Bicycling as a daily commuting option has doubled statewide, including in Minneapolis and St. Paul, since 2002, thanks to smart urban planning, a bike-friendly corporate community and a hardy citizenry.
There has been an ‘if you build it, they will come’ trend. When communities invest in non-motorized infrastructure, more people tend to bicycle and walk to work and school.
This represents a dramatic policy shift from decades past, when transportation development meant laying pavement for motor vehicles and little else. Suburbs grew on the assumption that everyone would drive everywhere. Cheap gasoline and big-box shopping went hand-in-hand with that mindset.
However, Minnesota’s nation-leading planning and policy efforts demonstrate non-motorized travel is a viable commuting choice for increasing numbers of us. The U.S. Census’ American Community Survey found that more than 96,000 Minnesotans walked or biked to work in 2009, a 29 percent increase since 2002. Statewide bicycle commuting has more than doubled in the same period.
The League of American Bicyclists has honored seven Minnesota cities and 23 companies as “Bicycle Friendly.” They range from Fortune 100 companies to three-person enterprises.

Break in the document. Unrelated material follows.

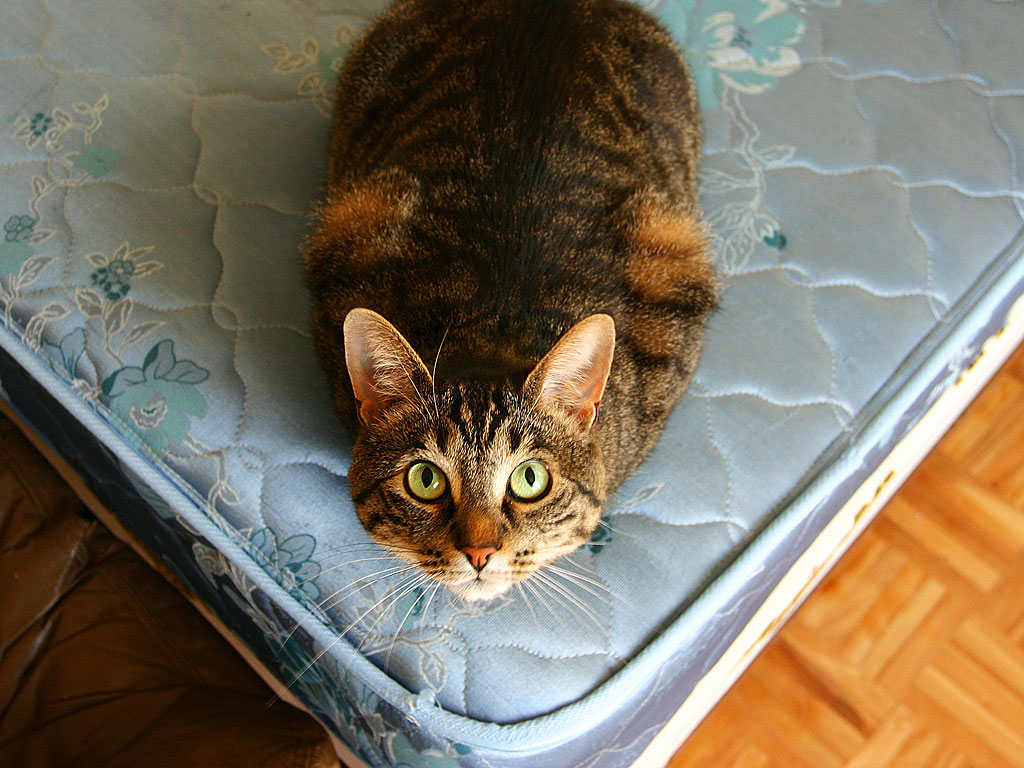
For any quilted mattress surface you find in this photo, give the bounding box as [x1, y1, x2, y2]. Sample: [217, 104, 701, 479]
[1, 0, 1023, 766]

While Minneapolis is America’s best bicycling city, it also leads comparable Midwestern cities in people walking to work. Per capita, more Minneapolis workers use foot and pedal power in their daily commute than in Denver, St. Louis, Milwaukee and even Chicago.
Bicycling and walking provide an economical, environmentally-friendly transportation mode that helps reduce road congestion and preserve motorway infrastructure.
Still, there’s more to be done in Minnesota to rebalance decades of near-exclusive public and private support for motor travel:
- State and local governments should keep adding and improving bike-walk infrastructure as long as these investments continue to boost active transport’s market share.
- Schools should establish safe and healthy bicycle education programs to complement driver training that emphasizes adequate regard for cyclists and pedestrians sharing the right-of-way.
- Traffic laws and enforcement should hold drivers, cyclists and pedestrians equally responsible for safe travel for all.
- Our public and private sectors should expand efforts to encourage non-motorized transportation, including bicycle sharing, promotions and incentives for biking and walking commuters who don’t need expensive employer-provided automobile parking.